Scènes

Thomas de Pourquery : aller simple vers la Lune

Nancy Jazz Pulsations 2021 # Chapitre X – Samedi 16 octobre, Chapiteau de la Pépinière : Bonnie Banane, Thomas de Pourquery Supersonic, Woodkid.


Supersonic © Jacky Joannès

Clap de fin pour Nancy Jazz Pulsations dont l’édition 2021 est considérée par l’équipe du festival comme celle d’une « année de transition » au regard du contexte sanitaire. En dépit des difficultés engendrées par le coronavirus, ces deux semaines festives n’en sont pas moins sources de bien des satisfactions (de nombreuses soirées ont affiché complet) et de sillons à creuser. Côté jazz proprement dit, on a pu vivre chaque soir de très beaux moments : Michel Portal, Lionel Loueke, Peirani & Parisien, Jean-Marie Machado, Avishai Cohen, Grégory Privat, Leïla Martial, Broken Shadows, Alain Jean-Marie & Diego Imbert, Chris Potter… Pour tous (organisateurs, musiciens, public), 2021 aura été marquée par le plaisir des retrouvailles avec le spectacle vivant. Et en ce samedi 16 octobre, la musique aura le dernier mot dans un Chapiteau de la Pépinière plein à craquer. Bonnie Banane, Thomas de Pourquery et Woodkid ont pu le vérifier.

C’est un phénomène assez étrange que celui d’avoir l’impression de revivre des moments déjà vécus. C’était il y a quatre ans, presque jour pour jour, lorsque Thomas de Pourquery avait débarqué aux commandes de son Supersonic dans un Chapiteau de la Pépinière bouillonnant d’une foule très compacte et mobile. Mêmes musiciens, même lieu, même démesure. On appelle ça le « déjà vu »… Peut-être le trait de ce sextet exubérant est-il plus forcé aujourd’hui, comme si le spectacle se devait d’être toujours plus fou, comme s’il fallait rattraper le temps perdu de la Covid-19 et concentrer toutes les énergies en une heure ? Le vaisseau est propulsé par une rythmique dont la force semble à la limite du contrôle, prête à toutes les explosions. Frederick Galiay pilote sa basse surpuissante ; Edward Perraud, un hyperactif dont les baguettes s’envolent à la première occasion, est plus survolté que jamais à la batterie, arborant une chemise qui rivalise comme d’habitude de couleurs kaléidoscopiques avec celles de la veste du chef d’équipage. Presque invisible derrière son piano et ses claviers mais bien présent pourtant, Arnaud Roulin est là, fournisseur de ces climats atmosphériques indispensables au voyage annoncé. Et pour finir, trois soufflants : Laurent Bardainne (dont le saxophone était venu l’an passé naviguer dans les parages de son Tigre d’eau douce), Fabrice Martinez à la trompette et au bugle, sans oublier le boss lui-même, chanteur (et quel chanteur !) et saxophoniste alto, en même temps qu’il assure le spectacle en interpellant le public à la manière d’un showman. Il peut même se permettre de titiller la salle au sujet des vieilles rivalités Nancy-Metz, c’est tout dire…

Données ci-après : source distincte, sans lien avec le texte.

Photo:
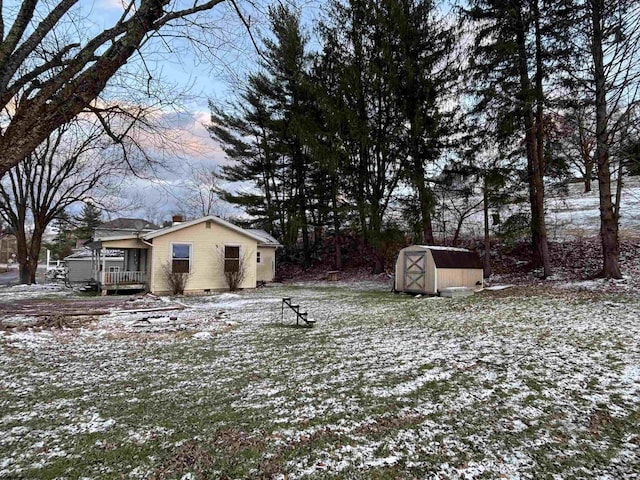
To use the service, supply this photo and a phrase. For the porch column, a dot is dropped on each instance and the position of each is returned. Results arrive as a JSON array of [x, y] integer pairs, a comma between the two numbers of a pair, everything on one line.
[[103, 252]]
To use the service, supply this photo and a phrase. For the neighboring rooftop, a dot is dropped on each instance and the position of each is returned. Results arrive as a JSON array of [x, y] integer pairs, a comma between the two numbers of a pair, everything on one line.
[[267, 239]]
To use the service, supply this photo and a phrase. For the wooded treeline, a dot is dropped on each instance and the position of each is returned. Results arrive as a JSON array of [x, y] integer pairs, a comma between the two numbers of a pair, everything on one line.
[[397, 104]]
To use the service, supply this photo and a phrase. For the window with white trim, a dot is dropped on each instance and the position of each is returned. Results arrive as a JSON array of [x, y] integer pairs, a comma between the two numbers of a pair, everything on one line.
[[180, 258], [231, 258]]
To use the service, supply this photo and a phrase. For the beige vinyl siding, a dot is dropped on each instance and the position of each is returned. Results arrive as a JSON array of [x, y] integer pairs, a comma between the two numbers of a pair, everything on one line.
[[207, 245], [266, 269], [458, 277]]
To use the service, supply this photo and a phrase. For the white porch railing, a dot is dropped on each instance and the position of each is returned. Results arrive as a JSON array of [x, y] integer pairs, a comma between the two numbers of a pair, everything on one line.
[[124, 278]]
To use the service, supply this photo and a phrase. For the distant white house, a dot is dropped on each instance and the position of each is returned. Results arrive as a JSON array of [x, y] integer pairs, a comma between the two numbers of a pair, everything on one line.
[[204, 247]]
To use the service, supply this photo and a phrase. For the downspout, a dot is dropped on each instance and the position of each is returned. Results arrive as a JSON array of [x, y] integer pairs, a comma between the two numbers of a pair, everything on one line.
[[149, 261]]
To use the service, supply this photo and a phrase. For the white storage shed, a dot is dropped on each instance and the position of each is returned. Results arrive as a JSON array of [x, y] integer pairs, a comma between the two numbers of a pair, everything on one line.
[[429, 269]]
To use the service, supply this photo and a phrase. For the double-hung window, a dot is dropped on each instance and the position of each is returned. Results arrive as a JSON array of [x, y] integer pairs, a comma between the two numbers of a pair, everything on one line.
[[180, 258], [231, 259]]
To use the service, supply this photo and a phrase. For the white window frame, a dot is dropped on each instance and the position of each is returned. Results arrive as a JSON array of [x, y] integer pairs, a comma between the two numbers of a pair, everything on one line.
[[190, 254], [224, 270]]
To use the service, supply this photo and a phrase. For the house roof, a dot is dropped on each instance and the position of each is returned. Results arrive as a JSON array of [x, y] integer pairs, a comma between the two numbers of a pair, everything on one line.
[[210, 218], [135, 224], [458, 258], [83, 253]]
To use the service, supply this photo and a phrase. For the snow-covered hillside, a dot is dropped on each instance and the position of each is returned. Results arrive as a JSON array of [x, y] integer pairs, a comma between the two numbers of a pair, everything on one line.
[[577, 214], [570, 215]]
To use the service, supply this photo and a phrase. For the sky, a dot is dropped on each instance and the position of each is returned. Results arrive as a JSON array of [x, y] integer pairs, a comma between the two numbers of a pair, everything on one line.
[[193, 74]]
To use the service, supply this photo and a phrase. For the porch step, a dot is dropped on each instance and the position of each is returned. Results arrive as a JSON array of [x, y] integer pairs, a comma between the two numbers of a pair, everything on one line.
[[304, 316]]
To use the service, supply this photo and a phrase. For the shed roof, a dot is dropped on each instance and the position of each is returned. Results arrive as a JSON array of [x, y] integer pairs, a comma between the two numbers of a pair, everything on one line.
[[455, 259]]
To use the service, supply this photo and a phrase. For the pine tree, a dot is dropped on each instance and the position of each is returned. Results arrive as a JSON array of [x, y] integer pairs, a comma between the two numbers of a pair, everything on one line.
[[510, 63], [88, 220]]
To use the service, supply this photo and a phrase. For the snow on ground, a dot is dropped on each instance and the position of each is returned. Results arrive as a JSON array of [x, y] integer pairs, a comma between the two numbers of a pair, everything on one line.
[[521, 383], [17, 292]]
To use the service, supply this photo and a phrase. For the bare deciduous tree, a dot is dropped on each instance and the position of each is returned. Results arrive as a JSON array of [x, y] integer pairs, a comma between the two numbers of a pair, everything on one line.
[[49, 75], [75, 164]]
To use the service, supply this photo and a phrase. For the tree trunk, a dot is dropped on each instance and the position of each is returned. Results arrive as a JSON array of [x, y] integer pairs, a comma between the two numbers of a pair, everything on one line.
[[608, 219], [539, 161], [336, 225], [487, 239], [534, 146]]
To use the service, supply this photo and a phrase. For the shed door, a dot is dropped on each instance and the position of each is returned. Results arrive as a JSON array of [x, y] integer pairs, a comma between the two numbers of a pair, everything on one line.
[[415, 271]]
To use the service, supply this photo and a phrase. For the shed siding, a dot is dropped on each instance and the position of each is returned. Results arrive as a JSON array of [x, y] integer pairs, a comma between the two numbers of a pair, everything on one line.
[[430, 271], [266, 269], [206, 266], [458, 277], [435, 279]]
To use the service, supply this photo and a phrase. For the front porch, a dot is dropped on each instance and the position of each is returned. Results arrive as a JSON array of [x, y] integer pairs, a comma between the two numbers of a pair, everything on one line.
[[133, 273]]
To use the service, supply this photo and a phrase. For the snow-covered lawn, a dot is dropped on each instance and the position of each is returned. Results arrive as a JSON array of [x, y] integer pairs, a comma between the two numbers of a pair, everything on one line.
[[527, 382]]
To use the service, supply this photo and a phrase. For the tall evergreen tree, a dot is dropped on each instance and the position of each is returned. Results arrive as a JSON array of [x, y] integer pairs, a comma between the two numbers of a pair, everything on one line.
[[510, 63], [605, 40], [88, 221], [276, 114]]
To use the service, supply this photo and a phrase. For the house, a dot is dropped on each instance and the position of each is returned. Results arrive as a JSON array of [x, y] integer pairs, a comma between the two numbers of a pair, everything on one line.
[[80, 264], [123, 226], [429, 269], [205, 248]]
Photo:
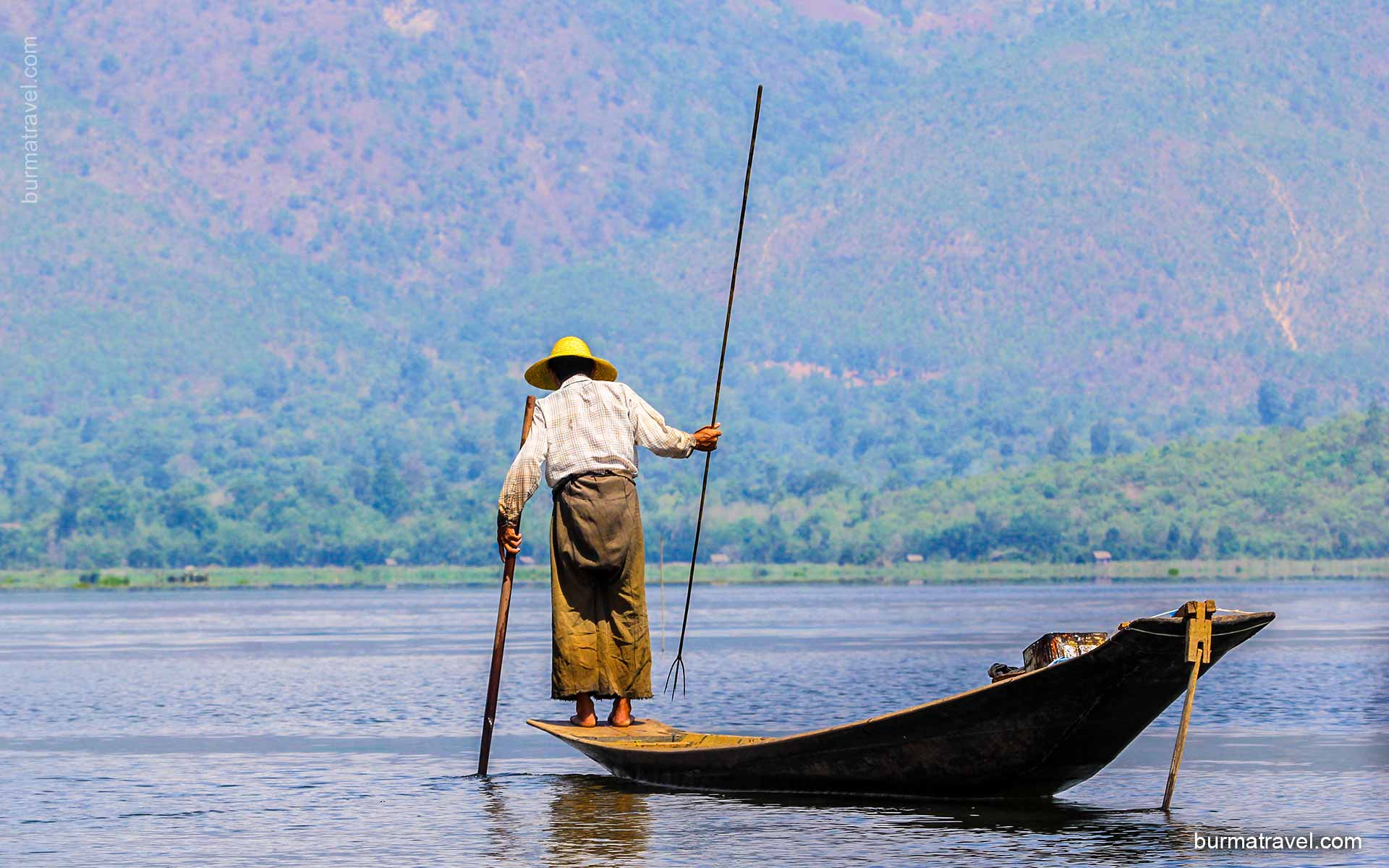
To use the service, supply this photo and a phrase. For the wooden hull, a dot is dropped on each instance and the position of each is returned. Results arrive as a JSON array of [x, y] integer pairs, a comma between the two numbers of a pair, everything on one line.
[[1028, 736]]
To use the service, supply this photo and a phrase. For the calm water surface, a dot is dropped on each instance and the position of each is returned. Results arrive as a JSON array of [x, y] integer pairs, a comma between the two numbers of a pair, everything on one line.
[[339, 728]]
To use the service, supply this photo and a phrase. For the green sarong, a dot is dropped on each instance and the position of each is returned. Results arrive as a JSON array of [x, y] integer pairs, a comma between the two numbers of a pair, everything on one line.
[[598, 590]]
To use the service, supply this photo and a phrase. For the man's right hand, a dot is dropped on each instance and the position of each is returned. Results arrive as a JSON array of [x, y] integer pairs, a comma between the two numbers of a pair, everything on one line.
[[706, 439], [509, 540]]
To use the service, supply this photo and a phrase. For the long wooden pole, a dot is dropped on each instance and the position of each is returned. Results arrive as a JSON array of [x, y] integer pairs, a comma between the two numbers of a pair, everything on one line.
[[1181, 736], [673, 678], [499, 641], [1198, 650]]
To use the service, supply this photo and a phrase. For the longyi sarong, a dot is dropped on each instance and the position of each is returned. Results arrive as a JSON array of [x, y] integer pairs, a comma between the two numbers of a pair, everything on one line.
[[598, 590]]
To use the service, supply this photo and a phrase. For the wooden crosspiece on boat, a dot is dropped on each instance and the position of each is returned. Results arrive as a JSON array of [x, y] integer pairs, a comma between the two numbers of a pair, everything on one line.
[[1198, 652]]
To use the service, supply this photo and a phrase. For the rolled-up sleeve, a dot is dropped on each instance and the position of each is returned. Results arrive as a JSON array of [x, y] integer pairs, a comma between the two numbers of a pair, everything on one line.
[[524, 475], [650, 430]]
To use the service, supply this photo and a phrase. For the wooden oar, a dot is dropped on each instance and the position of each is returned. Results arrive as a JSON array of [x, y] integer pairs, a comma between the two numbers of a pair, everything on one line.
[[499, 641], [1198, 652]]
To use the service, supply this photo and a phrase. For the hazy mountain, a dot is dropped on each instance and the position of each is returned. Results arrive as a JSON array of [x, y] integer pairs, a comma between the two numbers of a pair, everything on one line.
[[288, 263]]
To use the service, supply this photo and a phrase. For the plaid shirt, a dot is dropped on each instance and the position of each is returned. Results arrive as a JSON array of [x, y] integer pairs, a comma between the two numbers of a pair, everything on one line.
[[582, 428]]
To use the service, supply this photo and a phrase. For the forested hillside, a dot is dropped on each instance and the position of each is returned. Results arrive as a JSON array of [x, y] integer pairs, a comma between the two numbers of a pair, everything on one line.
[[289, 260]]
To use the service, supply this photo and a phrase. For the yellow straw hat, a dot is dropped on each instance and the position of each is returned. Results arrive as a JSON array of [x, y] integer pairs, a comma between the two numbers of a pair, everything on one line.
[[540, 377]]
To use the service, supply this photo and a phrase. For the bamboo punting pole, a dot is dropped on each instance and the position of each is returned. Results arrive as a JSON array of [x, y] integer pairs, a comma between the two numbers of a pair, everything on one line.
[[499, 641]]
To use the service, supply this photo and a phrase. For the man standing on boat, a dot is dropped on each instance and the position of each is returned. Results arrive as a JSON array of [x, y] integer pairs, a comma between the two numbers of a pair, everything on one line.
[[585, 435]]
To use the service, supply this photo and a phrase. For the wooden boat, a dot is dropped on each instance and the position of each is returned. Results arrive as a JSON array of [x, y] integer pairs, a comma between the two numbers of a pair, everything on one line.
[[1031, 735]]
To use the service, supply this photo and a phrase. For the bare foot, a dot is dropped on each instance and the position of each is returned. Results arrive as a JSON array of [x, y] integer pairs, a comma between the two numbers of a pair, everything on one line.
[[621, 712], [584, 714]]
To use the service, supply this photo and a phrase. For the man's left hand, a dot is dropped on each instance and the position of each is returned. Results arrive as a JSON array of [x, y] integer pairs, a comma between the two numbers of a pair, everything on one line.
[[509, 540]]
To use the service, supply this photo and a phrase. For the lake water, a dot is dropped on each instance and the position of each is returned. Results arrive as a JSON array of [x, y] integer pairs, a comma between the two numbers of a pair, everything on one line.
[[339, 728]]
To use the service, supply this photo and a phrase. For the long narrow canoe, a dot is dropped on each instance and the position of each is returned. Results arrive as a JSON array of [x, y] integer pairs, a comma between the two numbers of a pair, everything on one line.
[[1025, 736]]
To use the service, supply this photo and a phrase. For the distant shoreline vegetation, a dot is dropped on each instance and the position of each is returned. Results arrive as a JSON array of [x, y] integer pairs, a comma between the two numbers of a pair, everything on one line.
[[1274, 493], [939, 573]]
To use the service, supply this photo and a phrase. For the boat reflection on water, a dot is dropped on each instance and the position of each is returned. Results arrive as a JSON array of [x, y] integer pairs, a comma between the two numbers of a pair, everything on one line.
[[590, 818], [598, 817]]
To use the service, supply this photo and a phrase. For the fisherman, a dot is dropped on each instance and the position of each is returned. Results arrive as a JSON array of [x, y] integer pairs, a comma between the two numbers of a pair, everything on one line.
[[587, 436]]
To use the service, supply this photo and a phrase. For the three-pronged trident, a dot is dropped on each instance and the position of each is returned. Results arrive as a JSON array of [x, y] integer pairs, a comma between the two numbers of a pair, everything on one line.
[[673, 678]]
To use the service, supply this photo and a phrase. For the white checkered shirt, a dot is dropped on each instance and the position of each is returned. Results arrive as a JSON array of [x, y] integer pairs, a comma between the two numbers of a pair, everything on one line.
[[587, 427]]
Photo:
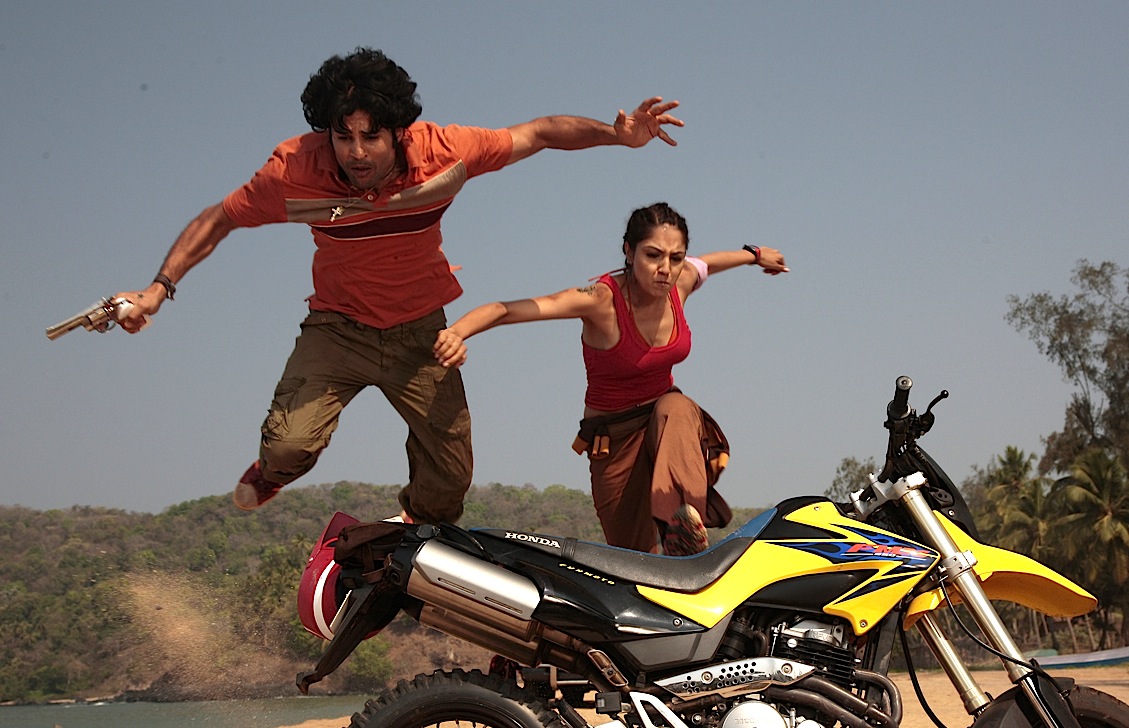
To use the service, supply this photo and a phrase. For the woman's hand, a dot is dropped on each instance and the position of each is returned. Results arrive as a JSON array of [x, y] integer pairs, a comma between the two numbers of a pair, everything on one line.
[[449, 349], [771, 260]]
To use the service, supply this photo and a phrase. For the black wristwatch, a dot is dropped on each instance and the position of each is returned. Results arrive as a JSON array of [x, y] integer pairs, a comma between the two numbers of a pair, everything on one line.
[[169, 288]]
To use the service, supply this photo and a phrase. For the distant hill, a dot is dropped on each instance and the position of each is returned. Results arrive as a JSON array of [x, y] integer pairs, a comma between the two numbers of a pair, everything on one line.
[[198, 602]]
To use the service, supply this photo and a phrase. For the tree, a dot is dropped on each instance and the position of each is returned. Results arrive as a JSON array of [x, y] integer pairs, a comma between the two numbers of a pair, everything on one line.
[[1097, 493], [1087, 335]]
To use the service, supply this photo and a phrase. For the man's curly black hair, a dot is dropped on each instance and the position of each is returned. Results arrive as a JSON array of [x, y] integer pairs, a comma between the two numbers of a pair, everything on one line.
[[365, 80]]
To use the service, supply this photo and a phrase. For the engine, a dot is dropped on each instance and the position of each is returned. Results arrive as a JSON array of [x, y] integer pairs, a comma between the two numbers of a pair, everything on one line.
[[803, 675]]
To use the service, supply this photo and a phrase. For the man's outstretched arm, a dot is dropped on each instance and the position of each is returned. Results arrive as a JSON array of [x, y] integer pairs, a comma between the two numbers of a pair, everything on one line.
[[578, 132]]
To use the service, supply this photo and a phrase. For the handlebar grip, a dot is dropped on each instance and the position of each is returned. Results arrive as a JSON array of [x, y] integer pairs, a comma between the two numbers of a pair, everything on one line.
[[900, 405]]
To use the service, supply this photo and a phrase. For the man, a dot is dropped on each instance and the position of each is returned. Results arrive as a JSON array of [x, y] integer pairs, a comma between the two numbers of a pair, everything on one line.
[[373, 183]]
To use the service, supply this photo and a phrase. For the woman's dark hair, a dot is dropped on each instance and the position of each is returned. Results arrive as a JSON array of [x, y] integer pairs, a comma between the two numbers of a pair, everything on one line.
[[644, 221], [365, 80]]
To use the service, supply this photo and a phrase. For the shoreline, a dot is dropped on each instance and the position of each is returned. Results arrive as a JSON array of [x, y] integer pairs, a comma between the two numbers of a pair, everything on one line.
[[935, 685]]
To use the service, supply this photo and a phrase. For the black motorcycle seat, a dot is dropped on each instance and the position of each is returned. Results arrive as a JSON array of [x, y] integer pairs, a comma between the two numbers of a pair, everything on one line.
[[674, 573]]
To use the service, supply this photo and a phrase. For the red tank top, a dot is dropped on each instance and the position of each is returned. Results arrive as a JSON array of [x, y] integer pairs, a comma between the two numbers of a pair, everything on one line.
[[632, 371]]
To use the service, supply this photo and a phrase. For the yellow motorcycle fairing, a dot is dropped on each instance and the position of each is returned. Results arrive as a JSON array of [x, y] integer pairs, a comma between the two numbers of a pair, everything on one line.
[[883, 566], [1008, 577]]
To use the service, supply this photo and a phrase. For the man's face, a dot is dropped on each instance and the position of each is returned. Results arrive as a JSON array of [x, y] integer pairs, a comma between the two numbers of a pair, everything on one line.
[[367, 155]]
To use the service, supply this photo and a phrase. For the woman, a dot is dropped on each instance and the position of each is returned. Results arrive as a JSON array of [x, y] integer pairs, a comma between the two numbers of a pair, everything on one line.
[[647, 443]]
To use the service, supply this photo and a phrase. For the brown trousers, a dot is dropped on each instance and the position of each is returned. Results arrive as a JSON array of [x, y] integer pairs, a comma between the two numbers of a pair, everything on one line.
[[655, 462], [333, 359]]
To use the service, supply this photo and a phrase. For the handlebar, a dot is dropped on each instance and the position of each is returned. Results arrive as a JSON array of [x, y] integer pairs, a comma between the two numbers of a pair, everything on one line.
[[899, 408]]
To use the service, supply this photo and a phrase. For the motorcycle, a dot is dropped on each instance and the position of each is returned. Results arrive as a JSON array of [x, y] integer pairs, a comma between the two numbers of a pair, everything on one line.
[[788, 622]]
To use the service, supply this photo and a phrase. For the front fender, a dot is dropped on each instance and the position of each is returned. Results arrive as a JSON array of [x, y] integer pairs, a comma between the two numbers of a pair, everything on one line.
[[1008, 577]]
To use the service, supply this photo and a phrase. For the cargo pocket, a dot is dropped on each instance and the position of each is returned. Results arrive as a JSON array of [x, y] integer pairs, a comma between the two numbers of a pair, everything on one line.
[[277, 424]]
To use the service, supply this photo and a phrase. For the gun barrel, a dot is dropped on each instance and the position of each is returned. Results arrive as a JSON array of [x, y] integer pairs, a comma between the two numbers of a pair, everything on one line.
[[90, 318]]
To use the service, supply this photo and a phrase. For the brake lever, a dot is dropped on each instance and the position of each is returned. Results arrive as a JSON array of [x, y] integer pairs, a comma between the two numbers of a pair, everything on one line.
[[928, 418]]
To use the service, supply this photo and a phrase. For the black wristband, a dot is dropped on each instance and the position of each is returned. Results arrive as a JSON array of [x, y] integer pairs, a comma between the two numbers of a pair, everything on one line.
[[169, 287]]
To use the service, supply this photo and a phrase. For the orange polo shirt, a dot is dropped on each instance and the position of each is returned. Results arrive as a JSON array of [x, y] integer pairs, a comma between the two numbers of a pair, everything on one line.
[[378, 257]]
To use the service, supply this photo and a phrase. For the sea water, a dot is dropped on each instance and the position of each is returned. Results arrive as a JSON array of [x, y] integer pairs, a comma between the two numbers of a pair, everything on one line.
[[221, 713]]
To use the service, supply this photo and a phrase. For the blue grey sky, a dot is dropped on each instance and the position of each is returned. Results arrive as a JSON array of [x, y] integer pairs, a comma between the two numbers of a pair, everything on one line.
[[915, 161]]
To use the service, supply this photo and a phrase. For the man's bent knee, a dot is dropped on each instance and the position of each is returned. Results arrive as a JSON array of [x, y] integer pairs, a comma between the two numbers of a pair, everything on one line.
[[287, 461]]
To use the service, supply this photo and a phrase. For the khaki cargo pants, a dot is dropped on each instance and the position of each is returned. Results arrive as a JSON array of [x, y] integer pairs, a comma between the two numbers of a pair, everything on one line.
[[333, 359]]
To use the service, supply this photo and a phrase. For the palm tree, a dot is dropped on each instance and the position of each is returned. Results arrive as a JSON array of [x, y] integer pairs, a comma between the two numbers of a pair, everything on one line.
[[1003, 483], [1097, 494]]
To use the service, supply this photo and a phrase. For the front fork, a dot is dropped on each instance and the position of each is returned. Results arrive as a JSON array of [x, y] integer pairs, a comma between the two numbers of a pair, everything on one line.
[[956, 570]]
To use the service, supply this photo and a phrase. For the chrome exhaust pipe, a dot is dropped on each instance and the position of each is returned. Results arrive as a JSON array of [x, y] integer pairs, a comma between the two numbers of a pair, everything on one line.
[[486, 605]]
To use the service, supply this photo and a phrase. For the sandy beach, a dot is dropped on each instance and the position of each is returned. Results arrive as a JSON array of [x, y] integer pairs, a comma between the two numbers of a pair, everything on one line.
[[936, 687]]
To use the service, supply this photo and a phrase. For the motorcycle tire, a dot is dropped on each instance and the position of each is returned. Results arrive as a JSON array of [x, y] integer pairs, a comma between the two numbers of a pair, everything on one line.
[[466, 699], [1095, 709]]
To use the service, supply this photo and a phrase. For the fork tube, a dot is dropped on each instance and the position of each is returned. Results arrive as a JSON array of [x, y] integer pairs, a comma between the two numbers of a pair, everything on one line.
[[977, 602], [973, 696]]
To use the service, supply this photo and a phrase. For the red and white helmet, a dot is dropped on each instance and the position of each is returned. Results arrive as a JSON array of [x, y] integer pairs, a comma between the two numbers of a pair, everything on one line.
[[317, 591]]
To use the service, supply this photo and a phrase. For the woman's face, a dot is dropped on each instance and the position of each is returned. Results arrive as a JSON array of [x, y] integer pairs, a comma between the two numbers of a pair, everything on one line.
[[657, 261]]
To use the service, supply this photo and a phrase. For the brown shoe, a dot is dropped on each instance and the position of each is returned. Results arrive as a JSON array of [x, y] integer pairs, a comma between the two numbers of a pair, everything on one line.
[[685, 534], [253, 490]]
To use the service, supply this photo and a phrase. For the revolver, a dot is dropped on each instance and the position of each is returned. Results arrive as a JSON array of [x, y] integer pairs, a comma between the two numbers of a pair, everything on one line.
[[101, 317]]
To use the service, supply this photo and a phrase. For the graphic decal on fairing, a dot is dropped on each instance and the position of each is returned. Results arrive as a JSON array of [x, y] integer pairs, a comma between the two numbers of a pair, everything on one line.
[[908, 560], [880, 546]]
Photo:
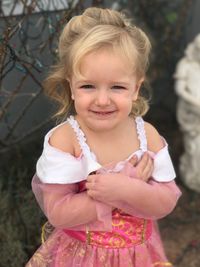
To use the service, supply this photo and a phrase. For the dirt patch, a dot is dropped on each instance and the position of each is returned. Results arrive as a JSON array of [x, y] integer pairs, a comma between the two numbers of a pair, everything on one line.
[[181, 231]]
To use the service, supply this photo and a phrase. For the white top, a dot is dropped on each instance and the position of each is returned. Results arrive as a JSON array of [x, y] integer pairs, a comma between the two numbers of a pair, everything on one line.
[[57, 167]]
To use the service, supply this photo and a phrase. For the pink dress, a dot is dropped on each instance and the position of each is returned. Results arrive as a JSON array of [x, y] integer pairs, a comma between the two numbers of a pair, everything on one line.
[[100, 237]]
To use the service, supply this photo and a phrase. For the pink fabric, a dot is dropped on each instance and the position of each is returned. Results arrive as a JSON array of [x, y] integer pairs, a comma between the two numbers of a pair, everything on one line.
[[117, 238], [61, 250], [66, 207]]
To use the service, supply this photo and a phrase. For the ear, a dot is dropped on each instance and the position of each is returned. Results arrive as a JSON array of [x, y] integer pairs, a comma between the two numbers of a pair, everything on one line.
[[137, 89], [72, 94]]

Thomas de Pourquery © Jacky Joannès

Voyage donc, en direction de l’essentiel de Back To The Moon, troisième album d’une formation qui s’était fait connaître en célébrant le maître des grands espaces intersidéraux, Sun Ra (qui était, rappelons-le, au programme de la première édition de NJP en 1973 avec son Arkestra). Supersonic a réussi son pari, semble-t-il : concilier l’exigence d’un jazz libre – ainsi quelques chorus débridés et free de Thomas de Pourquery ou bien encore les interventions toujours riches de sinuosités de Fabrice Martinez – et communication avec un très large public dont la jeunesse n’aura pas échappé aux yeux attentifs. Il faut dire aussi que l’ultime prestation de la soirée était assurée par le revenant Woodkid et son grand spectacle graphique. Sans doute le réalisateur musicien vidéaste lyonnais a-t-il sur son seul nom rempli la salle. Il n’empêche que Supersonic a décollé avec fureur pour un aller simple en direction de la Lune et embarqué avec lui près de 3000 personnes dont on ne sait pas à l’heure où ces lignes sont écrites si elles sont revenues ou restées derrière sa face cachée.

On vous en dira plus l’année prochaine. Rendez-vous du 1er au 15 octobre pour l’édition 2002 de Nancy Jazz Pulsations.